Controlling Creatures with Linux
The Jim Henson Company is well known for creating characters. Low-tech characters like the Muppets don't need much technology, but animatronics, from gerbils to dinosaurs, do need it, not to mention our 3-D computer graphic puppets. Performing live, in real time, so they can interact with human actors and be captured on film, these characters have a curious set of needs from a technology perspective.
One of Jim Henson's original performance goals was that one person should be in command of each character, bringing a spontaneity and personality harder to achieve in a “performance by committee” (where several people perform a puppet together). The fascinating thing about a creature that achieves this goal is that people forget who or what is controlling it and simply interact with it. Actors and audience alike start conversing with a dog or a frog or a snowman as if it were human.
With the proliferation of servo motor technology in animatronic puppets in the early 1980s, managing increasing numbers of servos became a challenge, so computerized control systems were designed. During the last 15 years, several generations of control systems have been developed at the Jim Henson Creature Shop, including a version that won a Technical Achievement Academy Award in 1992. The latest Henson Performance Control System (HPCS) encompasses the best features of previous systems, while adding new technology available only with today's hardware and computing environments such as Linux.
This system was begun under the guidance of Computer/Electronics Supervisor Jeff Forbes in early 1998. We had a vision that one system on a standard architecture could service all the company's needs. Steve Rosenbluth joined the project at that point as the control system designer, and Michael Babcock as the multimedia programmer. Our needs turned out to be rather expansive, and Linux seemed to be the only thing that could do it all without flinching.
The system has to support two back ends: one animatronic and the other computer graphic. So, our puppets are either real-world robots, or virtual puppets made of polygons and pixels. We can handle either separately or both at the same time.
Once the software “set up” of a puppet is in the system, even puppeteers new to the technology can jump in and perform well within hours. Using the input devices is akin to performing a musical instrument. At a certain point, the puppeteer, like the musician, no longer has to think about what he's doing—he just performs.

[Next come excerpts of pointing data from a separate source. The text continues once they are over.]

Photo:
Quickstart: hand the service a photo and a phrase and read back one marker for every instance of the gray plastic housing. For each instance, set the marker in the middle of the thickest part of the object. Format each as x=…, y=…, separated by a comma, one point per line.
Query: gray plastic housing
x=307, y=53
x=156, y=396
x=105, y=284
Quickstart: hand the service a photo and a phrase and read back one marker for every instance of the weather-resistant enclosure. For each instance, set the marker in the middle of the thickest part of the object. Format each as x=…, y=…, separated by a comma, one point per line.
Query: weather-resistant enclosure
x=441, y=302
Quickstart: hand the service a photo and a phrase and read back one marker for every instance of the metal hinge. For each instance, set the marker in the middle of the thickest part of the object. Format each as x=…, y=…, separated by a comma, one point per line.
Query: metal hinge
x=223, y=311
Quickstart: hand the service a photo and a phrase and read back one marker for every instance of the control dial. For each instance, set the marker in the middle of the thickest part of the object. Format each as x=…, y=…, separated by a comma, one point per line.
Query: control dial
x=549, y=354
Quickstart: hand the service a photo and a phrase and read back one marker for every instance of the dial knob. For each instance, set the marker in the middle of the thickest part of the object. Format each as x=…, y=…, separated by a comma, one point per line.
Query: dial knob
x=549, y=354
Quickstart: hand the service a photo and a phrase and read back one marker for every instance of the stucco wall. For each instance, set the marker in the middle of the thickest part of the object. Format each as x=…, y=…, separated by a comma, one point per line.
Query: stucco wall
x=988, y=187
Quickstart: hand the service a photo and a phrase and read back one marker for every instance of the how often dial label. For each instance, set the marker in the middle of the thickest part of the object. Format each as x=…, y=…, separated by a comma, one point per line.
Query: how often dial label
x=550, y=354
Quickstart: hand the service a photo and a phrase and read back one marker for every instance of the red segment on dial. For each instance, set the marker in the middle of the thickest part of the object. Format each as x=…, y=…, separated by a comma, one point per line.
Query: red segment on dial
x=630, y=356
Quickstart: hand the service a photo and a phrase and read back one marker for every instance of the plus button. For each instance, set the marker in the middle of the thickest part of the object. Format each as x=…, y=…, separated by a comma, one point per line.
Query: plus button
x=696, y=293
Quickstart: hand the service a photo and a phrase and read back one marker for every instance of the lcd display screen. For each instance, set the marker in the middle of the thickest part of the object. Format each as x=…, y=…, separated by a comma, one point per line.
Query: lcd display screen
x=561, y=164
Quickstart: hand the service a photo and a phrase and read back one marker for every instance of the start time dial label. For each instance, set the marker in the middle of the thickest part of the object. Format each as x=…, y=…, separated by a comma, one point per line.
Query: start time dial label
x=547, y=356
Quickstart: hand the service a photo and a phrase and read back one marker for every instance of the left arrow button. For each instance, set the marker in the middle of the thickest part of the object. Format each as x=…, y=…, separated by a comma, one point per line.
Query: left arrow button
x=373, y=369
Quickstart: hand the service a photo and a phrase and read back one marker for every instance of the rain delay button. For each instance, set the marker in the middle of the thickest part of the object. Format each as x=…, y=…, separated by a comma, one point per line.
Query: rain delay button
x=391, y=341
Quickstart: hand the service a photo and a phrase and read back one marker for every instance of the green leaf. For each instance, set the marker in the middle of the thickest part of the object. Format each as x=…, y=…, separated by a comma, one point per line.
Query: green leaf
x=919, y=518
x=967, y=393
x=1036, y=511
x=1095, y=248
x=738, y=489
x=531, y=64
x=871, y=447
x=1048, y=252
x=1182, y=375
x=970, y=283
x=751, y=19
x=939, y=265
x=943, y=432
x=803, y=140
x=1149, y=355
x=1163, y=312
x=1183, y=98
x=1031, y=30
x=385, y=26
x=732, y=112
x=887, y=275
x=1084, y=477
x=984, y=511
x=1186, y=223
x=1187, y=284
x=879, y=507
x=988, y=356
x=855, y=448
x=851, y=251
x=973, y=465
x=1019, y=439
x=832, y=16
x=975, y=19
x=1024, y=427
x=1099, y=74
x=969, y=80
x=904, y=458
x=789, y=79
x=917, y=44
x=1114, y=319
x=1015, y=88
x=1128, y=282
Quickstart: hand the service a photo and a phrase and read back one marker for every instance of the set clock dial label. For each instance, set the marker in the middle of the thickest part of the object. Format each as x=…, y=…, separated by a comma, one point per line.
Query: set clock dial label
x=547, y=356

PCS setup for animatronic puppets, showing input controls and Control System laptop displaying the GUI.
Henson input devices are not motion capture technologies. Motion capture is both directly analogous to the performer and largely is nonprogrammable. In motion capture, a performer's arm simply corresponds to the creature arm, a knee corresponds to a knee, etc. The performer cannot enhance or reprogram these relationships. The Henson input scheme is both non-analogous and user-programmable. Our input devices are abstractions. For example, a puppeteer's index finger might proportionally control the sincerity or sarcasm of a creature's entire face. And a puppeteer can reprogram puppet movement easily between and even during performances. A person in a motion capture suit would be hard pressed to perform an octopus. A person operating our control system could take it in stride.

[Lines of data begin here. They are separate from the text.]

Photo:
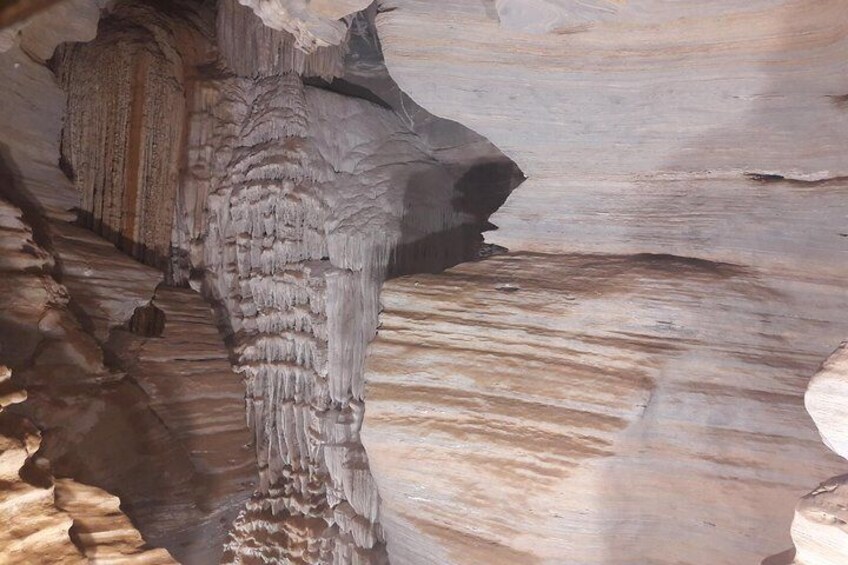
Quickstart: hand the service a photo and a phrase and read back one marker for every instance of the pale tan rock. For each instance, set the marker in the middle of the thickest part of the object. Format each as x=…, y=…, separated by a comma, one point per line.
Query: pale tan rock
x=826, y=400
x=820, y=527
x=103, y=532
x=636, y=134
x=312, y=24
x=534, y=408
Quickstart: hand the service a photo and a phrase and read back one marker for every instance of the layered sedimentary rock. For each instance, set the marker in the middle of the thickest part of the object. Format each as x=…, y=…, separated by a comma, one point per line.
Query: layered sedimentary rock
x=123, y=135
x=56, y=521
x=312, y=23
x=819, y=529
x=637, y=133
x=656, y=138
x=305, y=216
x=33, y=104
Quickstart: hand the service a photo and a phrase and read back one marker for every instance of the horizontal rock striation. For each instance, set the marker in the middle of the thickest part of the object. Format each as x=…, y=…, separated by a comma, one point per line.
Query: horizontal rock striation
x=595, y=409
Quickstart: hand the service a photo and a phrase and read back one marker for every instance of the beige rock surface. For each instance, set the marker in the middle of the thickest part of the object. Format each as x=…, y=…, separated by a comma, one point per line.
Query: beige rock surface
x=637, y=133
x=62, y=521
x=541, y=408
x=313, y=23
x=827, y=401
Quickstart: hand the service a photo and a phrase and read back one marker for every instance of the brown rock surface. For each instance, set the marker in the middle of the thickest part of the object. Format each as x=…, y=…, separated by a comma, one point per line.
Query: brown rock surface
x=596, y=409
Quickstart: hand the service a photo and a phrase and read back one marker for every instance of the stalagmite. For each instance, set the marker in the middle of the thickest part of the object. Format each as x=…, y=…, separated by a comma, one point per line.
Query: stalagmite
x=272, y=296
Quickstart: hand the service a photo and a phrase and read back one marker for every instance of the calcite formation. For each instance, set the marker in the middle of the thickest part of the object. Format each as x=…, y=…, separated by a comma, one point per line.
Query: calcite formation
x=56, y=521
x=201, y=200
x=654, y=402
x=819, y=529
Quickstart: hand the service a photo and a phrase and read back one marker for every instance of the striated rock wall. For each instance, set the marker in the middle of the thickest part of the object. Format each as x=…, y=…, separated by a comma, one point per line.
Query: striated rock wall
x=313, y=24
x=819, y=528
x=705, y=137
x=123, y=137
x=56, y=521
x=595, y=409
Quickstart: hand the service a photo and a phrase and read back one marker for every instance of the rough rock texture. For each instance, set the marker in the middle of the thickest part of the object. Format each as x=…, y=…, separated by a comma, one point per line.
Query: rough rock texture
x=644, y=397
x=250, y=49
x=304, y=217
x=637, y=133
x=312, y=23
x=826, y=399
x=49, y=522
x=123, y=136
x=819, y=529
x=100, y=425
x=33, y=104
x=644, y=128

At the core of the system is a Control Computer, running RTLinux, which processes and distributes motion data to puppets. The process that runs motion-mixing algorithms on the Control Computer is called the Motion Engine. Steve Rosenbluth wrote it in C++. Performer movement, coming through input transducers from the outside world, passes through the Motion Engine on its way to networked puppets. Inside the Motion Engine, various algorithms are performed on the live data, resolving final actuator positions. An actuator is like a muscle of the puppet; it could be an electromechanical or hydraulic servo in an animatronic or a “virtual servo” (a mesh deformation) in a computer graphic puppet. Motion-mixing relationships are configurable in software to be one-to-many or many-to-one, and compound mixes can be performed on top of those. Physics, which add effects like weight or smoothing, can be added to performance data as it passes through the Motion Engine.
Motion-mixing algorithms are served up via software tools provided by a process called the Tool Server. The Tool Server establishes the relationships between live performance data and the algorithms the Motion Engine will perform on it, using direct access to objects and datasets in shared memory. Designed by Michael Babcock, it is, as the name implies, an asynchronous server that speaks with graphical user interface clients that connect to it.

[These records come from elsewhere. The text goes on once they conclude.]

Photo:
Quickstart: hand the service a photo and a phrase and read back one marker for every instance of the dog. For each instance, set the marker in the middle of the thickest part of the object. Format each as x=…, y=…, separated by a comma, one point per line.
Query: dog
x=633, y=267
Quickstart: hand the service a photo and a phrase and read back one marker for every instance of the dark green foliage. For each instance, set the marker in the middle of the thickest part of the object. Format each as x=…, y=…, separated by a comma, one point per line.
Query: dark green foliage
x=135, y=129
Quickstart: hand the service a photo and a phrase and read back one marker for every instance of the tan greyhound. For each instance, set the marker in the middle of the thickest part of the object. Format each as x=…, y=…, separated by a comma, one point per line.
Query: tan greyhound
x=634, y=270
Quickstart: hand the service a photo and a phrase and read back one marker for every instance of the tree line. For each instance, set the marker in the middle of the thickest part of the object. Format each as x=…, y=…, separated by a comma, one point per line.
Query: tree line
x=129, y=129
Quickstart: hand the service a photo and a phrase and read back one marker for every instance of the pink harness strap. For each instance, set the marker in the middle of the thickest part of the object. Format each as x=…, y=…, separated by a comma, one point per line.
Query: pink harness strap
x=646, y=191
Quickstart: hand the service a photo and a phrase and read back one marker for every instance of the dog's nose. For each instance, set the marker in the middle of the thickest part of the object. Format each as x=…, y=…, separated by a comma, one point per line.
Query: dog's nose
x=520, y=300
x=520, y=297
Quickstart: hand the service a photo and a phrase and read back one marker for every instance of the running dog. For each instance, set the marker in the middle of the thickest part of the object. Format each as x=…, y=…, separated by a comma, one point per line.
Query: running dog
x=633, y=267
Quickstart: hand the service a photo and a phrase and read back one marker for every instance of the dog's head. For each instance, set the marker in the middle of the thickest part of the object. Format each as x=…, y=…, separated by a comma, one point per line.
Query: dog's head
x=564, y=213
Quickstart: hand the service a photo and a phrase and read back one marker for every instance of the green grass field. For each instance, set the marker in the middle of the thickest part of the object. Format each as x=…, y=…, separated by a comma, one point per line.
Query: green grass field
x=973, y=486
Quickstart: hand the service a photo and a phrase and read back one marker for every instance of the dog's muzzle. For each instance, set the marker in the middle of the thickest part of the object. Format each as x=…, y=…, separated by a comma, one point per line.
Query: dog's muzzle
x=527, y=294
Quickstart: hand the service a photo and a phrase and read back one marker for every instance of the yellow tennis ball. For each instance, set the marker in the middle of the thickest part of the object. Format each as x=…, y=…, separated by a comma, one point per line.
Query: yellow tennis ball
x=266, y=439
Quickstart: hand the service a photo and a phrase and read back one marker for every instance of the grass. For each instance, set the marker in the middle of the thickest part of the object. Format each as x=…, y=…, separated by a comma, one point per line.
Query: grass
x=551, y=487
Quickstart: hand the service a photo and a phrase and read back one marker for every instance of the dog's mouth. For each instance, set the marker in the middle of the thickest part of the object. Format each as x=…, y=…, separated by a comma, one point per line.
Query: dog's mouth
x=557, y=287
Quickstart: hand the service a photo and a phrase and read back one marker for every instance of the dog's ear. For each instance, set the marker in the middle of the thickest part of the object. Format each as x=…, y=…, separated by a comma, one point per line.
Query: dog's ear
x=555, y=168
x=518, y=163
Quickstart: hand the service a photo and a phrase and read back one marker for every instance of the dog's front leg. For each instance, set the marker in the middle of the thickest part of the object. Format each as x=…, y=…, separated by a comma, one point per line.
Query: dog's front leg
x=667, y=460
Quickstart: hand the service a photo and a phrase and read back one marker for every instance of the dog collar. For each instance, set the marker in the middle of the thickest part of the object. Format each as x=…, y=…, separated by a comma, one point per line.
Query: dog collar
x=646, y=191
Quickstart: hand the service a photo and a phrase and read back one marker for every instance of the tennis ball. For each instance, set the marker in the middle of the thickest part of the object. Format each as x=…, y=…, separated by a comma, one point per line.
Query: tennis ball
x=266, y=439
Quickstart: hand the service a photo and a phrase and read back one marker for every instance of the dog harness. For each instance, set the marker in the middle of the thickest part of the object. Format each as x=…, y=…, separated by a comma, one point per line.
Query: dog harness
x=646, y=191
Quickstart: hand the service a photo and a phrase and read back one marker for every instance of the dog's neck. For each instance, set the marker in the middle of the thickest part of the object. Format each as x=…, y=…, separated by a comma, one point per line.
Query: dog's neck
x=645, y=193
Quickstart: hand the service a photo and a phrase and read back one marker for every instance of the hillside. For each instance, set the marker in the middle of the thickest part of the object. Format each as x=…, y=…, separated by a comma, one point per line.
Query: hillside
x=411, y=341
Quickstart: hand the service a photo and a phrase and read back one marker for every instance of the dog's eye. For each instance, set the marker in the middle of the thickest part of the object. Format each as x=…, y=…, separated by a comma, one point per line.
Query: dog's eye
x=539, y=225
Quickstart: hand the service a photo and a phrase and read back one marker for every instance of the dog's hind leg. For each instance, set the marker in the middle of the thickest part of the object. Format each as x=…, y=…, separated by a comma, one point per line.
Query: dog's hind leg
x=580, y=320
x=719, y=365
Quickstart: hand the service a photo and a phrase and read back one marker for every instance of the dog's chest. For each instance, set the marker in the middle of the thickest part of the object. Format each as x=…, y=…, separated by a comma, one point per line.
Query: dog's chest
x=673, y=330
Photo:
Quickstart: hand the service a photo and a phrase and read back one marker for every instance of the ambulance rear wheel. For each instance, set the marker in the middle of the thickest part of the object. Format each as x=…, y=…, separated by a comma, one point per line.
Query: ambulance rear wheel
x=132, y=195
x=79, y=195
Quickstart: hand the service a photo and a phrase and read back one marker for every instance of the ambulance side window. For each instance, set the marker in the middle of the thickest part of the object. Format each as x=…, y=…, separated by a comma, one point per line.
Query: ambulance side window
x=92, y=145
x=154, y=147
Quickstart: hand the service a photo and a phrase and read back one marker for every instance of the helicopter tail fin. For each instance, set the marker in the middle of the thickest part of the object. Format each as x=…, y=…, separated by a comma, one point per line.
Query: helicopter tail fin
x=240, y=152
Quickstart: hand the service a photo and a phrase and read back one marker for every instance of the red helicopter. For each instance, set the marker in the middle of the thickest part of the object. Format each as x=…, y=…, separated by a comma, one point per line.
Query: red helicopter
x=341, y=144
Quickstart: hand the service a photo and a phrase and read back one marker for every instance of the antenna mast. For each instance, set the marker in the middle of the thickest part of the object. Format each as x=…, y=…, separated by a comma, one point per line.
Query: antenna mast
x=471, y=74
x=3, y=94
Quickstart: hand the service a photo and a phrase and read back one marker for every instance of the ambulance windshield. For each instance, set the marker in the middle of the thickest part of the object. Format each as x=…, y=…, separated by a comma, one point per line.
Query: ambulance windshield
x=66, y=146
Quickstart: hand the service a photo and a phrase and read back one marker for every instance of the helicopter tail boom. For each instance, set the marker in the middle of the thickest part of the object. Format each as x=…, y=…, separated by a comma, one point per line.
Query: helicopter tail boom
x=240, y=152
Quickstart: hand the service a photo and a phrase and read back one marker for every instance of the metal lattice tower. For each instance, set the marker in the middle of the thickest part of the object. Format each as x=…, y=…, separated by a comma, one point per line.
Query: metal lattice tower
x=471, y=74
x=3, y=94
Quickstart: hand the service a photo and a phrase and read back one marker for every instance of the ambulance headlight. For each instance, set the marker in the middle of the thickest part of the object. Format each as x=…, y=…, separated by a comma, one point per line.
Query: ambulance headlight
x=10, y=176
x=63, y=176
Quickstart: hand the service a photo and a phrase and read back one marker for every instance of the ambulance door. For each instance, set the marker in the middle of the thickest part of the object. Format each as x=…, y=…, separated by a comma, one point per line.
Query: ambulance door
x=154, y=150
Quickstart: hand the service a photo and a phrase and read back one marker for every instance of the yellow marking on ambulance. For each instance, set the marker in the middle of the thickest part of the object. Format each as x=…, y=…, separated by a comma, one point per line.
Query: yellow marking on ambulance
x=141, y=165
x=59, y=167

The GUI is a “not-so-thin” client that connects to the Tool Server via a socket. Michael Babcock wrote the actual application in GTKmm, based on an original high-level interface design by consultant Robert McNally. The client/server architecture allows multiple instances of the user interface to be run either by technicians on other machines or by additional puppeteers.
There are times during production when a technician assists puppeteers with administrative tasks, so a networked GUI means the technician can do those tasks without kicking anyone off the system. A custom protocol is spoken between the GUI and Tool Server. The ability for a technician to administer our Control System application remotely is of great value to us, as production locations may be anywhere around the world, and support staff back at The Creature Shop can have complete access for the purposes of debugging or assisting.
Since Linux itself provides mechanisms for remote access to the rest of the operating system, a technician back at The Creature Shop can give us unparalleled support for systems on the road.
As you can see in the schematic diagram, the back end of the control system, beyond the Motion Engine, can vary. We can perform animatronics with embedded processors in a remote onboard computer (ROC) scenario, and we can perform 3-D Computer Graphic puppets with a Viewer back end.
In one 60Hz frame, the motion engine will obtain an analog to digital converter (ADC) snapshot of our physical input devices, execute motion-mixing algorithms based on the character setup and transmit the data to ROC clients.
Our animatronic ROCs are embedded PCs running DR DOS. Steve Rosenbluth wrote the ROC code in “somewhat object-oriented C” for speed, as it is a fairly lean-and-mean piece of code. The ROC protocol allows for multiple devices on the communications link, which is currently RS-232. This aging interface is not as high-bandwidth as modern networking hardware, but it is the easiest to use over fiber, copper and radio. RS-232 is a hard real-time interface with predictable triggering and latency, which we need. We use plastic fiber optics to transmit RS-232 when a creature is tethered and spread spectrum for wireless creatures.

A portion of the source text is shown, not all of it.